I know all the ISA manuals from R600, R700, Evergreen, HD6900, and Southern Islands (that's how AMD called the GPUs in the manuals).
The register adressing is really awful for the VLIW architectures. But anyway:
Let's forget a moment that each lane has to work on a 4 new elements every 4 cycles. Then there is the task of reading up to 12 operands over 3 cycles (some bank swizzling encoded in the instruction takes care of the distribution to the VLIW slots, we don't talk about that here, it's another mess; we neither consider the constants or literals, they don't come from the reg file, nor about the PS and PV "pipeline registers" which serve as some compiler directed data forwarding because the results of the previous instruction are not yet written back to the reg file). For that you clearly need 4 banks. Those banks are not only physically separate, but already logically in the ISA. The remaining 4th cycle is used to write back the four results of the previous instruction by the way.

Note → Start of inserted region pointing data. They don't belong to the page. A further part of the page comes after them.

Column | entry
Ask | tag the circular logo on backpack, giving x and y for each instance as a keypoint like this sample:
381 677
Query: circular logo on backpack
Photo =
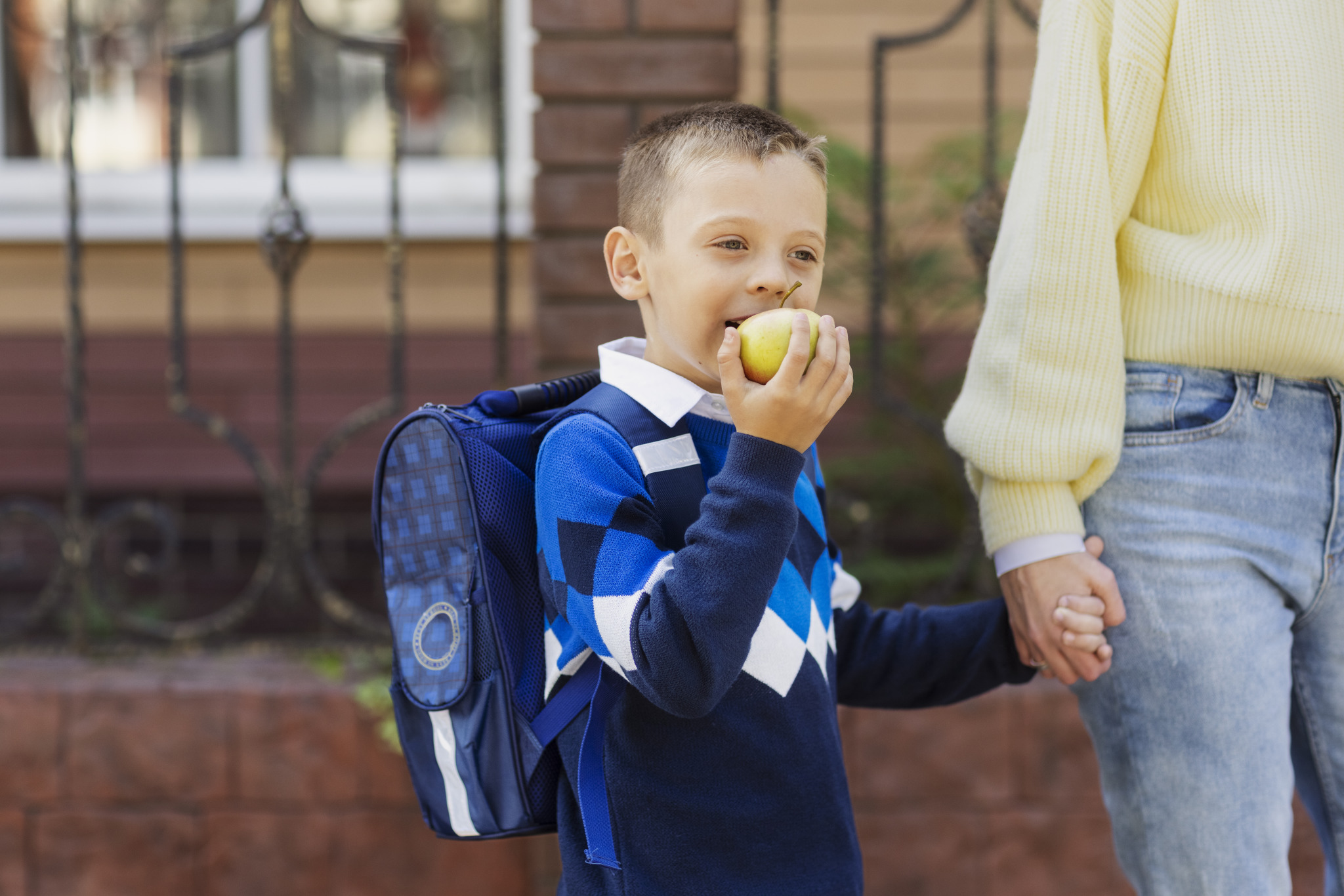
436 664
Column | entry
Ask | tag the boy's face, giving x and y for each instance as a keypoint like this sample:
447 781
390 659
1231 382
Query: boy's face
736 238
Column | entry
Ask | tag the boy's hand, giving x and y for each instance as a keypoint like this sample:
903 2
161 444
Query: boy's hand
797 403
1055 626
1081 619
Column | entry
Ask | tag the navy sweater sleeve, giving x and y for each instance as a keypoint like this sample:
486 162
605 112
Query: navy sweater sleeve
924 656
678 626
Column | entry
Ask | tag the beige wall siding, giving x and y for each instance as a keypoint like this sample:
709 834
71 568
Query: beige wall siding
936 91
341 288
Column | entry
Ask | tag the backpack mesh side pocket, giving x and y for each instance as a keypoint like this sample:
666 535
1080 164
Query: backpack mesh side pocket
429 563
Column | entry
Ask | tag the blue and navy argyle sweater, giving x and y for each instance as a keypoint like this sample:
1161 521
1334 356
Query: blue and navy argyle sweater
722 758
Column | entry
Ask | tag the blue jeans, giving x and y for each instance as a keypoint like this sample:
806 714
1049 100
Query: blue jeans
1222 524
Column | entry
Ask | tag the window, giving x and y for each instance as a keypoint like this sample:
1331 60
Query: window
339 120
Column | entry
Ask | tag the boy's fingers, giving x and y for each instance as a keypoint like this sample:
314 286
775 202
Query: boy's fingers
1083 603
800 347
826 360
1102 582
842 375
732 378
842 396
1078 622
1087 642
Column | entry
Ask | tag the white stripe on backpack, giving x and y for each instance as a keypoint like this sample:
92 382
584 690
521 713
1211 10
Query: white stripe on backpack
445 751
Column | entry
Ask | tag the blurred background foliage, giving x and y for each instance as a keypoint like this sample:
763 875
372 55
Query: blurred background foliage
898 501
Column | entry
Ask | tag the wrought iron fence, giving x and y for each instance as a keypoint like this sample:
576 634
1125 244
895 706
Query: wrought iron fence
89 573
980 228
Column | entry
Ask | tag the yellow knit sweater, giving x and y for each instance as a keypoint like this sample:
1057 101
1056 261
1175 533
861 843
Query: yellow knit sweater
1179 198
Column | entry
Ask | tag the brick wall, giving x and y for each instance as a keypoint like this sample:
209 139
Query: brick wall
602 68
255 777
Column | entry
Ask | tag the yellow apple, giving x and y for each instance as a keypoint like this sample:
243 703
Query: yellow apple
765 342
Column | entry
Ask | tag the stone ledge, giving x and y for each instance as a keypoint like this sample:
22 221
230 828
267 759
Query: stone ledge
247 775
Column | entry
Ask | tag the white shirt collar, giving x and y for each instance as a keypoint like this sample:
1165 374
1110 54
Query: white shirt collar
665 396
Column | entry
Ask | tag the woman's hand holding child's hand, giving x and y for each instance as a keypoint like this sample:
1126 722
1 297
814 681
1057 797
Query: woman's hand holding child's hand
797 403
1083 626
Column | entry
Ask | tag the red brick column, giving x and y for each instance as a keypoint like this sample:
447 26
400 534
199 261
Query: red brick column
602 68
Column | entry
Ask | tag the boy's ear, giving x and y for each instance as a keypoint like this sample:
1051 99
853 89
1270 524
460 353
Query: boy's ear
624 250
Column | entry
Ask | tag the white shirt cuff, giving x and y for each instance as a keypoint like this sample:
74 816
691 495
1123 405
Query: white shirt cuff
1037 547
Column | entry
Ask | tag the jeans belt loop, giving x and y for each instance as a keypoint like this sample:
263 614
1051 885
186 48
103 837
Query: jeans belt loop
1264 390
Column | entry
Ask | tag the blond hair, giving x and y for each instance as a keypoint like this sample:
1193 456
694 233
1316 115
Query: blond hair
668 148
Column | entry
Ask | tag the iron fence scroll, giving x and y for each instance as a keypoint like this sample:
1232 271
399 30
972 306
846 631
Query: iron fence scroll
82 578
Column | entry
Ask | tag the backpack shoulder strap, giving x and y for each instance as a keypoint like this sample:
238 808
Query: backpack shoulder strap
665 453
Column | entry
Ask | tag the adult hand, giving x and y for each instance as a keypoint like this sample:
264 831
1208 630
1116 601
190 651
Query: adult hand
1032 594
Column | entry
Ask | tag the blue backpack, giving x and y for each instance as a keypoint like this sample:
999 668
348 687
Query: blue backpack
455 527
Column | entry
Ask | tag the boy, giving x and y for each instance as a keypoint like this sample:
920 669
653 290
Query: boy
722 755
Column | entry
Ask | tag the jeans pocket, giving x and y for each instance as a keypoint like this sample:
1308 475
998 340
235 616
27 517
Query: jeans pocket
1177 405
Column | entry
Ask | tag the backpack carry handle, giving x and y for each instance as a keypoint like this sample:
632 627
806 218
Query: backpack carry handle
538 397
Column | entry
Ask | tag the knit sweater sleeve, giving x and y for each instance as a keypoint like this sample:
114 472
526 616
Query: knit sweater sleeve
677 625
1041 417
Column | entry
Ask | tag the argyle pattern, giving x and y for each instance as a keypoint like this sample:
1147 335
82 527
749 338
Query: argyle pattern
601 555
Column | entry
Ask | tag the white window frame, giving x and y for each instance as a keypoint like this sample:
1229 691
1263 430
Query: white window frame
223 199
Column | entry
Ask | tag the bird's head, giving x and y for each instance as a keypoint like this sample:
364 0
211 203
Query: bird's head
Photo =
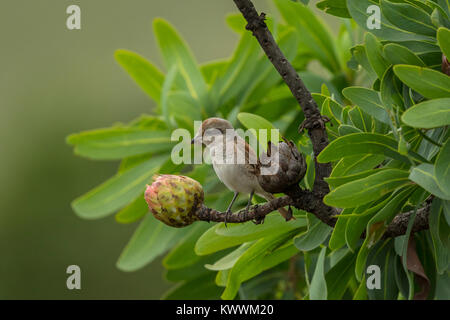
211 130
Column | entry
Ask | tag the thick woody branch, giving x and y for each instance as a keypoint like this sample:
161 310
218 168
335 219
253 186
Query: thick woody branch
314 122
309 203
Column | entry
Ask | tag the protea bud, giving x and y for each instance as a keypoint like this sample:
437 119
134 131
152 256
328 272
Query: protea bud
174 199
281 167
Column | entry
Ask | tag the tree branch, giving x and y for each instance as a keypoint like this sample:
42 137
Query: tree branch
308 203
314 121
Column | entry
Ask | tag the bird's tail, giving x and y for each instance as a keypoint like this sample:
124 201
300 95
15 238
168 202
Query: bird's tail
284 213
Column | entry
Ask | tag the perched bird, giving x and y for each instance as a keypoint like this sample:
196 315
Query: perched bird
233 160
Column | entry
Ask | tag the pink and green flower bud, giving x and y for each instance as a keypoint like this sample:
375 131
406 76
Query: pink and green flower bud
174 199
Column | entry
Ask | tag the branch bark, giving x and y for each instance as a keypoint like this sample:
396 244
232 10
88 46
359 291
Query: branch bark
310 201
314 122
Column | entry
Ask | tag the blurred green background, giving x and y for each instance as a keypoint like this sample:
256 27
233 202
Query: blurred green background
53 82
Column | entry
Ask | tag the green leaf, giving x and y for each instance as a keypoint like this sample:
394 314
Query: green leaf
273 222
201 288
369 101
397 54
388 31
338 278
429 83
264 254
442 168
390 92
176 52
384 256
368 189
183 255
316 234
118 191
184 109
318 288
166 87
218 238
146 75
335 182
374 51
119 142
151 239
439 231
228 261
337 239
236 22
361 292
408 18
429 114
355 164
133 212
443 36
361 143
424 176
360 218
313 33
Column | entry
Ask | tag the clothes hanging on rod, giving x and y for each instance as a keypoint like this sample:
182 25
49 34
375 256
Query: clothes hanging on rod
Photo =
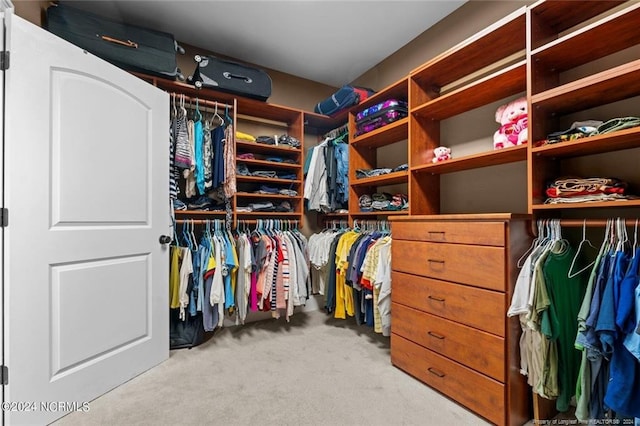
225 273
327 175
578 321
352 270
203 155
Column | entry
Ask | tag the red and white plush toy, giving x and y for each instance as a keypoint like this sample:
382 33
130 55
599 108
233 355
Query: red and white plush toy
441 153
514 119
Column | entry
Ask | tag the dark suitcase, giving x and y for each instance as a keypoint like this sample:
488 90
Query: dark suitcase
347 96
380 115
231 77
126 46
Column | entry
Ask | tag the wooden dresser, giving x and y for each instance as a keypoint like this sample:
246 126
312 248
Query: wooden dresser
453 277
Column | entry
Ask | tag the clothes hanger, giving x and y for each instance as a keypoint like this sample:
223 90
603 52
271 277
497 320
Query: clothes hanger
197 115
573 262
635 240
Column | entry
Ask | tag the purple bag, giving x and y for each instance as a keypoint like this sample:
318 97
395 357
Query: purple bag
380 115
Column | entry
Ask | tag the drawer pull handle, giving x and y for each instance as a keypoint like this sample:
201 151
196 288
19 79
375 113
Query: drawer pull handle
435 372
436 335
438 234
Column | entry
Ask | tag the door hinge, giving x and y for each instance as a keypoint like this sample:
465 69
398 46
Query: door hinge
4 60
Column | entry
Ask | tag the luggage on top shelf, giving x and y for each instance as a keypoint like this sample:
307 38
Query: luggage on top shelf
380 115
231 77
347 96
127 46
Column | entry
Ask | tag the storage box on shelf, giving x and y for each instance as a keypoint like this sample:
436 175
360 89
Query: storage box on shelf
365 152
257 118
570 83
486 68
453 277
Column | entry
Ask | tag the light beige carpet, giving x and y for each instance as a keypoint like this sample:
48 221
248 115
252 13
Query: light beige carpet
315 370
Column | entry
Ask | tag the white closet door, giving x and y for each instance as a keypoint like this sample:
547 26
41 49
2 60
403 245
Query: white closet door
86 185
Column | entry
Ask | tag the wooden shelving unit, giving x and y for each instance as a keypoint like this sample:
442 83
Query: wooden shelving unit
486 68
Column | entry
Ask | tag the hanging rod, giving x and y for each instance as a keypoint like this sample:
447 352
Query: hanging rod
337 131
206 102
575 223
198 221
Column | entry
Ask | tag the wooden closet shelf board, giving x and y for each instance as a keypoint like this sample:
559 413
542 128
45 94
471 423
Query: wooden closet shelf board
261 148
592 204
252 195
612 85
274 164
487 47
387 135
622 139
199 213
559 16
265 180
382 180
506 82
267 215
465 216
485 159
381 213
611 34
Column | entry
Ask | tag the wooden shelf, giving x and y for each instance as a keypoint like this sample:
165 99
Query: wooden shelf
611 34
495 42
253 195
260 179
593 204
274 164
612 85
387 135
267 214
485 159
381 213
382 180
199 213
491 88
622 139
551 18
261 148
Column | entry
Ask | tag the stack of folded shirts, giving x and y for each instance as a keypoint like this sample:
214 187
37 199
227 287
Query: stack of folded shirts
576 189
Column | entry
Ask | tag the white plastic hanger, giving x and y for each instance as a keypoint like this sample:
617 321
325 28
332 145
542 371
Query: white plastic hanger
573 262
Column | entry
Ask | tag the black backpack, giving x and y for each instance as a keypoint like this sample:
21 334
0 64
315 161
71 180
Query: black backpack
187 333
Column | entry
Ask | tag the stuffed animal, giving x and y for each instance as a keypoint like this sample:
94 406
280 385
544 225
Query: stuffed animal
514 120
441 153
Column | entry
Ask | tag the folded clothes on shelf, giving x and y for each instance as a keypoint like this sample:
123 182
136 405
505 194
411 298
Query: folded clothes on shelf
364 173
575 186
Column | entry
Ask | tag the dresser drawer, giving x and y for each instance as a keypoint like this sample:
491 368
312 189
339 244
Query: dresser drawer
481 394
480 233
472 306
480 266
477 349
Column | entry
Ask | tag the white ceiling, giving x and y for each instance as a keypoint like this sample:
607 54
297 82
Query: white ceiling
331 42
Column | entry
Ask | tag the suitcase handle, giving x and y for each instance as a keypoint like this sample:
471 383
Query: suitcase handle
229 76
127 43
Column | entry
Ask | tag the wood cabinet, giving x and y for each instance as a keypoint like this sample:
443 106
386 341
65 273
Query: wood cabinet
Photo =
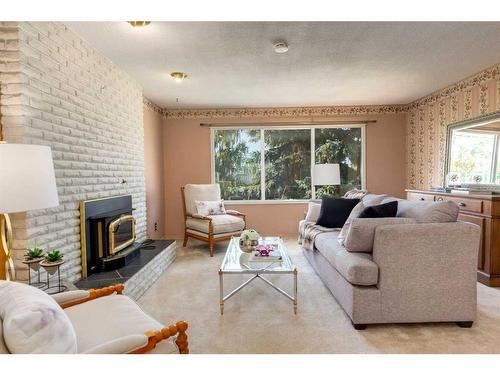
484 211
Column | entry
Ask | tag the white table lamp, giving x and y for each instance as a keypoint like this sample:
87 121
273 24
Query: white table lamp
27 182
326 174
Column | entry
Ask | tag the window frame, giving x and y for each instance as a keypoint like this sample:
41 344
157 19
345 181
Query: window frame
494 156
264 127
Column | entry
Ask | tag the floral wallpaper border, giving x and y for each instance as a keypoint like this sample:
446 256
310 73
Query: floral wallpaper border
154 107
428 119
285 111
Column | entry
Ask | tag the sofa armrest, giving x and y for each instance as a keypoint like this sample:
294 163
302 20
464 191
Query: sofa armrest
70 296
121 345
198 216
427 270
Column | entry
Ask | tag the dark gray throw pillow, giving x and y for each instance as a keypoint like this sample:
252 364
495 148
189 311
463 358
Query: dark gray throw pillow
335 211
389 209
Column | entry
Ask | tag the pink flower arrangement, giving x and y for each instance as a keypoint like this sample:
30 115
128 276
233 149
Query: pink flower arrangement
264 250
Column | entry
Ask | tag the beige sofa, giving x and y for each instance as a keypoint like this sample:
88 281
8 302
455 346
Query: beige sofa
420 271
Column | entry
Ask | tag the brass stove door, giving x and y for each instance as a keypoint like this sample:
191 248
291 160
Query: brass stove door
121 233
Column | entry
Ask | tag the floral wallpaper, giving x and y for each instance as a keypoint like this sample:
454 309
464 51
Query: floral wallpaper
429 117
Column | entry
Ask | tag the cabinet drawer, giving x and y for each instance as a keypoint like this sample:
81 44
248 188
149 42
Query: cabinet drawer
420 197
465 204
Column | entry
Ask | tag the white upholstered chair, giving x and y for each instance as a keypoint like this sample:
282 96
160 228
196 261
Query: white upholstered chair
104 322
210 228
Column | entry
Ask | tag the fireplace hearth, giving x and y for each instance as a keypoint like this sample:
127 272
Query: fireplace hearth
107 234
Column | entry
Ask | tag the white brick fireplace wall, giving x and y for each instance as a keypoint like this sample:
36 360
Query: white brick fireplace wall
57 90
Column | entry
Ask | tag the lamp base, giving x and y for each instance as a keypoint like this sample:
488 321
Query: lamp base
7 270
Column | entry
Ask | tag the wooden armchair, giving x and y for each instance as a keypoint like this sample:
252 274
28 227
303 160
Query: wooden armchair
107 322
208 228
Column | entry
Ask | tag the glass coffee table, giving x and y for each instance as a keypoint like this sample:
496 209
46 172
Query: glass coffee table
237 262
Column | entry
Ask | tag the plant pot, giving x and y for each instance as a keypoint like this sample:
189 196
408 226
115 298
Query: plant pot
247 246
51 267
34 263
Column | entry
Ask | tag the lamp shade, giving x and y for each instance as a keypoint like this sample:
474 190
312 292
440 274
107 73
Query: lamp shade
326 174
27 179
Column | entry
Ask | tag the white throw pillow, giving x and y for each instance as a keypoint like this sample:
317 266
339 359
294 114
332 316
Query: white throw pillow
206 208
313 212
33 322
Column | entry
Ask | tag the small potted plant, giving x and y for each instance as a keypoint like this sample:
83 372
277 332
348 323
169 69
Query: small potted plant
33 257
249 240
53 259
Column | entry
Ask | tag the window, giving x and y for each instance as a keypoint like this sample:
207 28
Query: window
274 164
474 157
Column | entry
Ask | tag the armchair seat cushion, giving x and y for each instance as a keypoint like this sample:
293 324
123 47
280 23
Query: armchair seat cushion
221 224
113 317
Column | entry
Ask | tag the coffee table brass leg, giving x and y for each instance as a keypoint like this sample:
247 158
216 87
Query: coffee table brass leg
295 291
221 291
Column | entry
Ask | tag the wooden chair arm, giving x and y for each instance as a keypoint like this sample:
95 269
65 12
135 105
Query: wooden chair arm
200 217
155 337
96 293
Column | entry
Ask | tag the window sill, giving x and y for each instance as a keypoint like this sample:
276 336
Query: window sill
276 202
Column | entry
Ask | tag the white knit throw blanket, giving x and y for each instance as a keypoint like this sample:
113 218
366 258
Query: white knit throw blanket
308 232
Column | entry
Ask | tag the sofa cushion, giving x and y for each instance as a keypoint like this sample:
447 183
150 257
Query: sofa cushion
389 209
313 211
221 224
117 316
33 322
362 232
357 268
355 193
429 212
3 347
335 211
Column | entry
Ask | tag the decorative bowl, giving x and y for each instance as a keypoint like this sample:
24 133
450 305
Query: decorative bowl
247 246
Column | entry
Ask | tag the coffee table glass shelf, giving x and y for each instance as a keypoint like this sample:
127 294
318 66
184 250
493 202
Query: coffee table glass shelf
238 262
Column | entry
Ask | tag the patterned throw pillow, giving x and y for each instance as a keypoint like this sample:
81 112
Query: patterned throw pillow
207 208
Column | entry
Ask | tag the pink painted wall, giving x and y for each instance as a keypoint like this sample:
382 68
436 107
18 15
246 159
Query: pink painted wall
187 160
154 173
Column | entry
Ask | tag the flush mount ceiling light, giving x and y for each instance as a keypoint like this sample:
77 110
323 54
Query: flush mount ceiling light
139 24
178 76
280 47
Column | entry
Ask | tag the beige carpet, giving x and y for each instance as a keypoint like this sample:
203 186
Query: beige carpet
260 320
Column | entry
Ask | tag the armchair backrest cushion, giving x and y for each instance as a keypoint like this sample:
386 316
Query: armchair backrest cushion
199 192
33 322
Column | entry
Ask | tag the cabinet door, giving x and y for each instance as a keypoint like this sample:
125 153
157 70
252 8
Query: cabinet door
481 251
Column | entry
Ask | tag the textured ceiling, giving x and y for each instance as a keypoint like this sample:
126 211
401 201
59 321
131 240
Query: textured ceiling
233 64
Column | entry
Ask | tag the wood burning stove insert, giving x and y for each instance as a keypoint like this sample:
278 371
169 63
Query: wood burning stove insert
107 234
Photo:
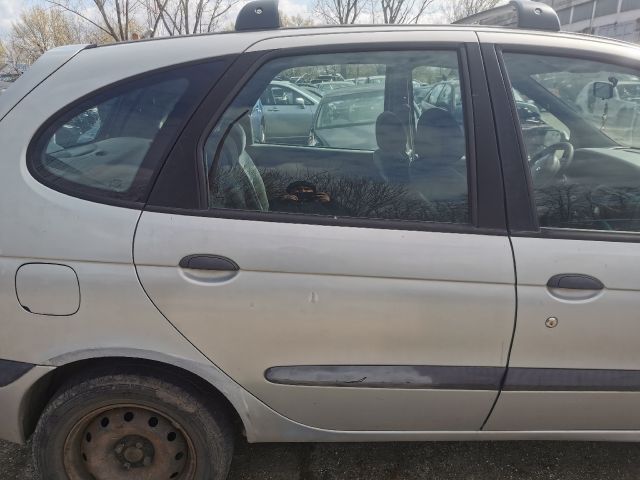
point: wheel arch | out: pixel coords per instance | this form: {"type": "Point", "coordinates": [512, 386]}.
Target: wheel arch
{"type": "Point", "coordinates": [43, 390]}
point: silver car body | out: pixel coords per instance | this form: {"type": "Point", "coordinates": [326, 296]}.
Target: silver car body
{"type": "Point", "coordinates": [305, 294]}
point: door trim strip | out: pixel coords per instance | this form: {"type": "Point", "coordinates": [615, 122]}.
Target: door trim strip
{"type": "Point", "coordinates": [430, 377]}
{"type": "Point", "coordinates": [572, 379]}
{"type": "Point", "coordinates": [389, 376]}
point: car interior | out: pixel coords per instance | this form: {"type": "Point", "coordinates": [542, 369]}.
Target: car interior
{"type": "Point", "coordinates": [585, 169]}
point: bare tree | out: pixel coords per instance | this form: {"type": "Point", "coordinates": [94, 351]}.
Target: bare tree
{"type": "Point", "coordinates": [3, 55]}
{"type": "Point", "coordinates": [38, 30]}
{"type": "Point", "coordinates": [341, 12]}
{"type": "Point", "coordinates": [458, 9]}
{"type": "Point", "coordinates": [115, 18]}
{"type": "Point", "coordinates": [187, 17]}
{"type": "Point", "coordinates": [403, 11]}
{"type": "Point", "coordinates": [296, 20]}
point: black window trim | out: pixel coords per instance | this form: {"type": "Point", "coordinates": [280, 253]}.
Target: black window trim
{"type": "Point", "coordinates": [515, 207]}
{"type": "Point", "coordinates": [159, 149]}
{"type": "Point", "coordinates": [220, 98]}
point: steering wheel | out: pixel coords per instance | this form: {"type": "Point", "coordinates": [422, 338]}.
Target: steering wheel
{"type": "Point", "coordinates": [546, 166]}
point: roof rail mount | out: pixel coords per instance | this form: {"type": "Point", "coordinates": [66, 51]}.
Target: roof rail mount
{"type": "Point", "coordinates": [258, 15]}
{"type": "Point", "coordinates": [536, 16]}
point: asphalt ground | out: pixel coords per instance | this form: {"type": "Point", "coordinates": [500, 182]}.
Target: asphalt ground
{"type": "Point", "coordinates": [410, 461]}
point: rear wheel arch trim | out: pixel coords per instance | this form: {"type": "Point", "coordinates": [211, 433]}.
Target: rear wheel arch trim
{"type": "Point", "coordinates": [214, 383]}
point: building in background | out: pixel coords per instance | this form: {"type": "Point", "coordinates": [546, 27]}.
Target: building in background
{"type": "Point", "coordinates": [618, 19]}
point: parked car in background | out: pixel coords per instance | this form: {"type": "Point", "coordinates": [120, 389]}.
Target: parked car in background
{"type": "Point", "coordinates": [369, 80]}
{"type": "Point", "coordinates": [284, 113]}
{"type": "Point", "coordinates": [445, 95]}
{"type": "Point", "coordinates": [330, 86]}
{"type": "Point", "coordinates": [616, 112]}
{"type": "Point", "coordinates": [346, 118]}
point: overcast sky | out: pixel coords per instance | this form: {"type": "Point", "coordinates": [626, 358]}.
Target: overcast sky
{"type": "Point", "coordinates": [10, 9]}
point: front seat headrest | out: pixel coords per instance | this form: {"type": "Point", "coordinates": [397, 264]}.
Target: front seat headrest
{"type": "Point", "coordinates": [439, 138]}
{"type": "Point", "coordinates": [391, 135]}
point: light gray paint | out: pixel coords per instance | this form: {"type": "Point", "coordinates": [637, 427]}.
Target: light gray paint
{"type": "Point", "coordinates": [36, 74]}
{"type": "Point", "coordinates": [48, 289]}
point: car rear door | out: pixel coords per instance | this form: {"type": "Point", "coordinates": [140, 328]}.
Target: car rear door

So everything could be used up.
But now we come back to the fact, that each SIMD lane actually executes 4 elements of the wavefront over four cycles in a pipelined fashion. That would mean during the first cycle one reads four 32bit values from the 4 banks for the first element. In the next cycle one has to read both, the next four operands for the first element as well as the first four operands for the second element. And so on. In the end this results one has to constantly read 12 values per cycle and also write 4 values per cycle. That needs basically 4 banks with 4 ports (3 read, one write; fetching data is done in seperate clauses and may steal the necessary cycles when changing clauses).
But one could have the idea, that one simply fetches and writes 128bit values (4x32bit) for all 4 elements processed in that lane together and everything would be fine. The relative adressing of GPRs would destroy this as the 4 elements can access different GPRs. But I strongly suspect that it uses the same mechanism as when one uses a GPR indexed access of constants called waterfalling (it basically serializes the 4 elements in each lane; not as bad as serializing all 64 elements in a wavefront for a GPR indexed constant file access). I really doubt they implemented 4 times the register ports/banks just for this basically never used feature. As I mentioned, GCN dropped support for this (and I guess nobody will notice).